Welcome to TechNet Blogs Sign in | Join | Help
I'll be there in 2 microseconds!

Fantastic news! Mellanox has released the beta 2 version of their WinIB 1.4 stack, which works with HPC Server 2008 beta 2 and has Network Direct providers for their latest ConnectX cards. The results announced at ISC 08 are outstanding:

- 2 microseconds' latency

- 2 GB/s throughput

Another outstanding result for HPC Server 2008 is the Umea cluster, at n. 39 in the Top 500 list:

- 46.04 TFlops

- 85.6% efficiency

Hats off to the Network Direct team. Now Windows HPC Server 2008 plays with the big boys :-)

Powered by Qumana

Teched session on HPC in top 20!

Phil Pennington and I presented a session on cluster performance optimization at Teched 2008 in Orlando. It made it in the top 20 list by customer satisfaction!!!

To all those who were there and voted for us: Thank you!!!

To all those who were not there but would still like to know about it: leave a comment!

Powered by Qumana

How fast is this thing, really?!

Microsoft entered the HPC market a couple of years ago with a value proposition based on ease of integration, use and management.

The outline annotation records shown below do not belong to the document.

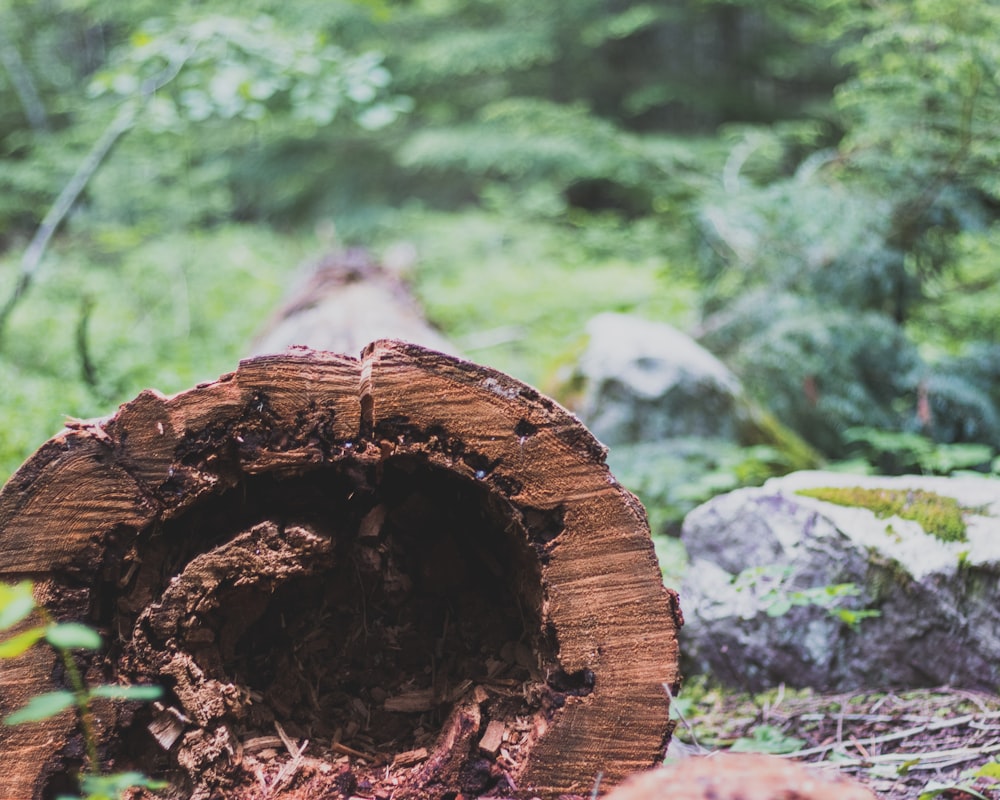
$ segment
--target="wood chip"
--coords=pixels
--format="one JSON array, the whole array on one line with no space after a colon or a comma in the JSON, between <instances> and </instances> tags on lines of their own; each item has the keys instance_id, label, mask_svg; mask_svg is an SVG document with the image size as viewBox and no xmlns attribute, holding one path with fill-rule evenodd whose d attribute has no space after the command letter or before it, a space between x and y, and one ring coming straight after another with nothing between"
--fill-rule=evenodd
<instances>
[{"instance_id":1,"label":"wood chip","mask_svg":"<svg viewBox=\"0 0 1000 800\"><path fill-rule=\"evenodd\" d=\"M503 735L505 732L506 728L500 720L490 720L490 724L486 726L486 731L483 733L483 738L479 740L480 751L492 758L496 758L496 754L500 752L500 745L503 744Z\"/></svg>"},{"instance_id":2,"label":"wood chip","mask_svg":"<svg viewBox=\"0 0 1000 800\"><path fill-rule=\"evenodd\" d=\"M386 711L402 711L415 714L421 711L431 711L438 705L433 689L418 689L414 692L404 692L395 697L385 699Z\"/></svg>"},{"instance_id":3,"label":"wood chip","mask_svg":"<svg viewBox=\"0 0 1000 800\"><path fill-rule=\"evenodd\" d=\"M169 750L184 732L184 723L175 714L163 711L149 723L147 730L153 734L153 738L156 739L156 743L160 747Z\"/></svg>"},{"instance_id":4,"label":"wood chip","mask_svg":"<svg viewBox=\"0 0 1000 800\"><path fill-rule=\"evenodd\" d=\"M248 753L257 753L268 748L277 749L283 744L277 736L255 736L253 739L247 739L243 743L243 749Z\"/></svg>"},{"instance_id":5,"label":"wood chip","mask_svg":"<svg viewBox=\"0 0 1000 800\"><path fill-rule=\"evenodd\" d=\"M421 761L426 761L429 755L426 747L418 747L416 750L407 750L405 753L397 753L392 760L393 767L412 767Z\"/></svg>"}]
</instances>

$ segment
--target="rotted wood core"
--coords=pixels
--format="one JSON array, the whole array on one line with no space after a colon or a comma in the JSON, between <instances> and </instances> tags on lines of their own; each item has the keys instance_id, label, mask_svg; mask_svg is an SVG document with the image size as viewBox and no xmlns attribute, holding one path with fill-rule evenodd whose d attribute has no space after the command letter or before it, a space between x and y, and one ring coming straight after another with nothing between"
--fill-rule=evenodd
<instances>
[{"instance_id":1,"label":"rotted wood core","mask_svg":"<svg viewBox=\"0 0 1000 800\"><path fill-rule=\"evenodd\" d=\"M676 594L574 417L401 342L250 359L81 422L0 492L0 579L108 646L104 770L169 798L587 797L673 723ZM0 661L0 714L66 684ZM0 726L12 796L75 791L70 714ZM133 800L142 797L134 793Z\"/></svg>"},{"instance_id":2,"label":"rotted wood core","mask_svg":"<svg viewBox=\"0 0 1000 800\"><path fill-rule=\"evenodd\" d=\"M558 666L522 513L419 458L251 476L140 541L119 677L165 677L173 699L137 709L111 740L145 744L109 755L155 764L178 797L273 792L283 769L317 797L446 794L456 775L466 796L510 795L532 731L593 689ZM294 776L278 730L309 743Z\"/></svg>"}]
</instances>

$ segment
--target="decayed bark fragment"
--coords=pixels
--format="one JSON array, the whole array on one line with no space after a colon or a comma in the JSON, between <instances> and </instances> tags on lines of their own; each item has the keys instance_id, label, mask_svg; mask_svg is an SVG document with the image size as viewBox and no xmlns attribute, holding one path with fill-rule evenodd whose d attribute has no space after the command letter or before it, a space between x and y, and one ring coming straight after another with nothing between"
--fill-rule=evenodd
<instances>
[{"instance_id":1,"label":"decayed bark fragment","mask_svg":"<svg viewBox=\"0 0 1000 800\"><path fill-rule=\"evenodd\" d=\"M175 797L587 795L671 730L676 596L603 448L416 346L250 359L81 423L0 493L0 554L102 628L90 679L167 687L102 712L101 752ZM44 650L0 662L0 713L58 681ZM69 716L0 750L12 797L79 765Z\"/></svg>"}]
</instances>

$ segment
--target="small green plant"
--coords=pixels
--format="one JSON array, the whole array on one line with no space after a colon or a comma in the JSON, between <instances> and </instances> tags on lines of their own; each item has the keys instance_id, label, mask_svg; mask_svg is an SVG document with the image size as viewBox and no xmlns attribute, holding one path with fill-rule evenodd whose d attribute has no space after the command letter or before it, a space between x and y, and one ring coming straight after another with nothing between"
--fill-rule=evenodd
<instances>
[{"instance_id":1,"label":"small green plant","mask_svg":"<svg viewBox=\"0 0 1000 800\"><path fill-rule=\"evenodd\" d=\"M805 739L795 736L787 736L781 728L774 725L758 725L753 729L750 736L741 736L729 751L732 753L769 753L771 755L781 755L783 753L794 753L804 745Z\"/></svg>"},{"instance_id":2,"label":"small green plant","mask_svg":"<svg viewBox=\"0 0 1000 800\"><path fill-rule=\"evenodd\" d=\"M0 641L0 658L16 658L31 647L44 641L59 654L66 668L69 689L57 689L32 697L22 708L4 718L7 725L38 722L55 716L68 708L75 708L87 750L87 766L91 772L99 768L97 737L94 733L91 703L97 698L112 700L155 700L162 690L159 686L119 686L106 684L88 687L80 674L73 656L74 650L97 650L101 637L92 628L78 622L56 622L48 611L35 603L31 581L16 584L0 583L0 631L6 631L37 612L41 620L35 625ZM81 789L87 800L115 800L132 787L147 789L165 788L166 784L154 781L140 772L121 772L110 775L85 774L81 776ZM65 800L60 798L60 800Z\"/></svg>"},{"instance_id":3,"label":"small green plant","mask_svg":"<svg viewBox=\"0 0 1000 800\"><path fill-rule=\"evenodd\" d=\"M867 508L875 516L898 516L913 520L932 536L945 542L966 541L965 508L953 497L920 489L865 489L860 486L830 486L800 489L797 494L840 506Z\"/></svg>"},{"instance_id":4,"label":"small green plant","mask_svg":"<svg viewBox=\"0 0 1000 800\"><path fill-rule=\"evenodd\" d=\"M761 607L769 617L781 617L795 607L820 606L830 616L857 630L862 620L877 617L874 609L844 608L842 603L857 597L861 590L854 583L834 583L807 589L791 589L787 584L792 576L790 566L750 567L739 573L733 584L737 591L758 592Z\"/></svg>"}]
</instances>

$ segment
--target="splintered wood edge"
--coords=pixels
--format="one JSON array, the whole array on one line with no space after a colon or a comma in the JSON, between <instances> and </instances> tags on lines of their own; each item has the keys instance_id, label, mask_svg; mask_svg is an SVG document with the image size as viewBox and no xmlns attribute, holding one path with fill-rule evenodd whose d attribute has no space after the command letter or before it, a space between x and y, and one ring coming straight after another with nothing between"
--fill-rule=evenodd
<instances>
[{"instance_id":1,"label":"splintered wood edge","mask_svg":"<svg viewBox=\"0 0 1000 800\"><path fill-rule=\"evenodd\" d=\"M191 457L213 436L231 437L224 453ZM526 519L561 520L541 566L543 619L563 670L591 670L596 682L539 731L520 788L587 794L598 774L609 787L656 763L672 729L664 684L679 681L682 618L641 504L607 469L605 448L553 400L416 345L373 342L360 361L305 348L247 359L216 381L172 397L145 391L109 420L75 423L0 491L0 579L92 579L109 537L181 514L239 474L303 472L371 444L485 483ZM0 662L0 713L50 688L50 670L32 675L27 663ZM57 738L71 725L56 726ZM17 754L14 796L34 794L41 761L29 754L39 737L55 752L52 735L52 726L0 726L0 749Z\"/></svg>"}]
</instances>

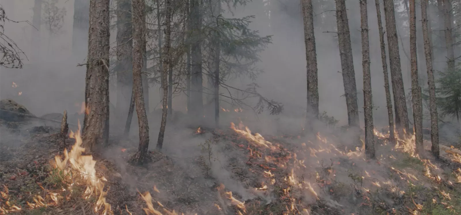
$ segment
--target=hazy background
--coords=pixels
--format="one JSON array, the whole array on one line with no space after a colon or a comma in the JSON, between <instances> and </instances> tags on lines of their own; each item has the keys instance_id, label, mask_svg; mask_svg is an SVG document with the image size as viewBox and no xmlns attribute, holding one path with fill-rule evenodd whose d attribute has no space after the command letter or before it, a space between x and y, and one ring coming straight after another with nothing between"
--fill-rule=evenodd
<instances>
[{"instance_id":1,"label":"hazy background","mask_svg":"<svg viewBox=\"0 0 461 215\"><path fill-rule=\"evenodd\" d=\"M344 94L339 52L336 34L336 20L334 11L334 1L330 1L323 7L318 6L318 2L313 2L314 25L318 62L319 109L329 116L339 119L339 124L347 123L347 114ZM387 124L387 110L384 88L379 40L377 29L376 7L374 2L368 1L368 20L370 28L370 48L371 58L372 85L374 106L373 118L378 126ZM260 116L260 120L271 121L282 119L288 124L302 124L306 103L306 78L305 49L304 43L302 18L299 0L255 0L244 7L234 10L235 16L241 17L252 15L255 16L250 24L252 29L260 31L261 36L272 35L273 44L269 45L261 54L260 67L265 73L260 75L256 82L261 87L259 91L271 99L280 102L284 105L285 111L281 116ZM112 6L114 2L112 2ZM18 21L32 22L33 0L2 0L7 16ZM325 4L324 4L325 5ZM25 105L32 113L41 116L50 113L62 113L66 109L69 113L78 111L84 100L84 77L86 68L77 67L84 63L86 53L72 55L72 36L74 1L60 0L58 5L65 7L66 11L63 27L56 35L50 35L42 24L41 34L39 58L24 60L22 69L1 68L0 75L0 96L2 99L12 98ZM396 3L396 14L406 13L402 4ZM382 5L381 5L382 7ZM359 94L359 107L361 111L361 123L363 126L363 80L361 69L361 45L360 44L360 14L358 0L346 2L352 42L354 60ZM420 8L417 5L417 25L420 34ZM383 16L384 11L382 14ZM229 16L230 14L225 16ZM43 18L43 17L42 17ZM112 19L114 23L116 20ZM319 24L320 21L323 23ZM406 94L411 87L408 60L403 51L409 53L407 20L397 20L399 36L404 45L400 44L402 73ZM384 23L383 23L383 25ZM5 33L13 38L28 57L31 56L31 32L36 30L26 22L7 23ZM85 33L83 33L84 34ZM111 32L111 44L115 45L115 30ZM418 35L420 35L419 34ZM422 47L421 37L418 38L419 73L420 83L427 85L426 74L424 56L421 54ZM434 39L437 40L437 39ZM151 41L151 42L152 41ZM86 45L86 44L82 44ZM386 47L387 48L387 47ZM457 50L456 51L458 51ZM456 55L456 54L455 54ZM444 65L444 54L435 53L436 69ZM442 59L442 60L437 60ZM153 62L149 62L152 64ZM206 78L204 77L204 79ZM116 104L116 83L114 75L111 76L111 103ZM12 88L14 82L18 87ZM250 83L248 79L234 80L230 84L242 86ZM150 111L160 108L160 92L159 85L151 85L149 91ZM391 92L392 91L391 91ZM18 95L19 92L22 95ZM173 99L173 108L185 112L185 97L177 95ZM226 108L226 104L222 103ZM409 113L410 117L411 112ZM135 118L136 118L136 115ZM249 119L247 118L247 119ZM159 122L150 121L150 124L160 124ZM264 124L263 123L262 124ZM134 124L135 125L137 124ZM135 127L137 126L134 126ZM269 131L268 130L267 131ZM157 132L156 131L155 131Z\"/></svg>"}]
</instances>

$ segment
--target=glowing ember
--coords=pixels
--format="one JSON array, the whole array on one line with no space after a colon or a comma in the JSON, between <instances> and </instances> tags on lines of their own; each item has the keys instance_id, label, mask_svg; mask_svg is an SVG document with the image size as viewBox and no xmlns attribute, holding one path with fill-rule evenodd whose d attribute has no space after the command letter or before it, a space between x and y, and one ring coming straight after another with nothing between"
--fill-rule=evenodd
<instances>
[{"instance_id":1,"label":"glowing ember","mask_svg":"<svg viewBox=\"0 0 461 215\"><path fill-rule=\"evenodd\" d=\"M61 160L61 157L59 155L56 155L54 157L56 167L60 170L64 170L65 172L69 171L69 170L66 168L67 162L69 161L71 169L75 170L75 172L77 173L82 178L86 179L87 189L85 193L89 195L89 197L93 194L99 195L95 208L95 212L98 212L100 207L103 206L104 209L103 213L106 215L111 213L111 205L106 201L107 191L104 191L104 181L107 180L104 177L96 177L96 170L95 169L96 161L93 159L93 156L82 155L82 153L85 151L85 148L81 147L83 142L80 130L80 124L79 122L78 130L76 133L71 131L69 135L70 137L75 139L75 144L68 153L67 149L65 149L65 158L64 160Z\"/></svg>"}]
</instances>

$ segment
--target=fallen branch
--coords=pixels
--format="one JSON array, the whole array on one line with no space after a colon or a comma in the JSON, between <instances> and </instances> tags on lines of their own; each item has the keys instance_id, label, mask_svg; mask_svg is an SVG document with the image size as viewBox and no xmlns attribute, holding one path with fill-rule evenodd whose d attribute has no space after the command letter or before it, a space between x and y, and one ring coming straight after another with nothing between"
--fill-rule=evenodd
<instances>
[{"instance_id":1,"label":"fallen branch","mask_svg":"<svg viewBox=\"0 0 461 215\"><path fill-rule=\"evenodd\" d=\"M40 120L44 120L44 121L50 121L50 122L55 122L55 123L59 123L59 124L60 124L61 122L60 121L57 120L55 120L55 119L50 119L42 118L41 117L37 117L37 116L33 116L32 115L25 114L24 114L24 113L20 113L14 112L13 111L7 111L6 110L3 110L3 109L0 109L0 114L1 114L1 113L3 113L3 114L5 114L5 113L12 113L12 114L16 114L16 115L17 115L18 116L24 116L24 117L29 117L29 118L30 118L36 119L40 119ZM70 124L71 125L77 126L77 124L71 124L71 123L68 123L67 124Z\"/></svg>"}]
</instances>

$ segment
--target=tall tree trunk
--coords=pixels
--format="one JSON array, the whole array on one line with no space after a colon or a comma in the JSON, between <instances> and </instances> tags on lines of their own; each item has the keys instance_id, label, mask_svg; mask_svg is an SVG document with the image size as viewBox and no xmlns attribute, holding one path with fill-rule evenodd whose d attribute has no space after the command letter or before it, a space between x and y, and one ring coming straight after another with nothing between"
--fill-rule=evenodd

The comment we received most often sounded more or less like this: "This is all well and good, but how fast is this thing, really?". Well, here are a couple of impressive answers:

1. The NCSA cluster, running Windows HPC Server 2008 CTP on 1184 nodes (9472 cores), achieved 64.48 TFlops and 77.7% efficiency. This places it at n. 23 of the June 08 Top500 list.

2. The Aachen cluster, running the same build on 262 nodes, achieved 18.81 TFlops and 76.5% efficiency, which places it at n. 100 of that list.

Happy now? ;-) If you want to read more about the details, have a look at http://www.microsoft.com/hpc

Powered by Qumana

A Hybrid OS Cluster Solution

Thomas Varlet, of Microsoft France, and Dr. Patrice Calegari, of BULL SAS, have written an excellent paper on how to build hybrid clusters, i.e. clusters where 2 or more operating systems can be run at the same time. It is recommended reading, in my opinion, for those of us who use both Linux and Windows HPC solutions. You'll find the paper here.

UK HPC User Group Meeting

The UK HPC user group is meeting in London on June 26th, for what promises to be an interesting day at the Imperial War Museum.

This meeting is intended for customers, partners and developers to “meet and mingle”, compare notes and provide Microsoft with direct input into our product and offerings.  
On the day the attendees will hear:
-         The latest news on Windows HPC 2008
-         New software solutions in Finance, Engineering and Defence
-         The latest in MS enabling technology like Microsoft ESP & MS Robotics
-         The winners of the UK HPC student competition
-         Customer stories.
Attendees will also have the opportunity to tour the Imperial War Museum.

Please register here.  

The event is being organised by the UK Microsoft HPC User Group, chaired by Professor Simon Cox, School of Engineering Sciences of  the University of Southampton.

Powered by Qumana

Webcasts Again!

Hey all,

I'm doing another series of webcasts. 2 of them have already been aired, two more will happen shortly. Here are the topics:

- deployment and management

- high availability

- new scheduler features

- hpc server 2008 and linux

You'll find a link to register and summaries on:

http://www.microsoft.com/hpc/events.aspx

Affinity

Did you notice that the latest CTP has introduced a new option for mpiexec? Using mpiexec -affinity you can affinitize the mpi rank to the core where it is started, thus avoiding context switches. Your application will determine whether you actually benefit from affinitization or not. Some of them show a good performance improvement, some do not. In particular, if you have an MPI application that is also multi-threaded, the affinity option may backfire, because the affinity mask that you set for the process is inherited by default by all its threads. Thus, its threads may be stuck on 1 core. Windows offers other API calls to set thread affinity.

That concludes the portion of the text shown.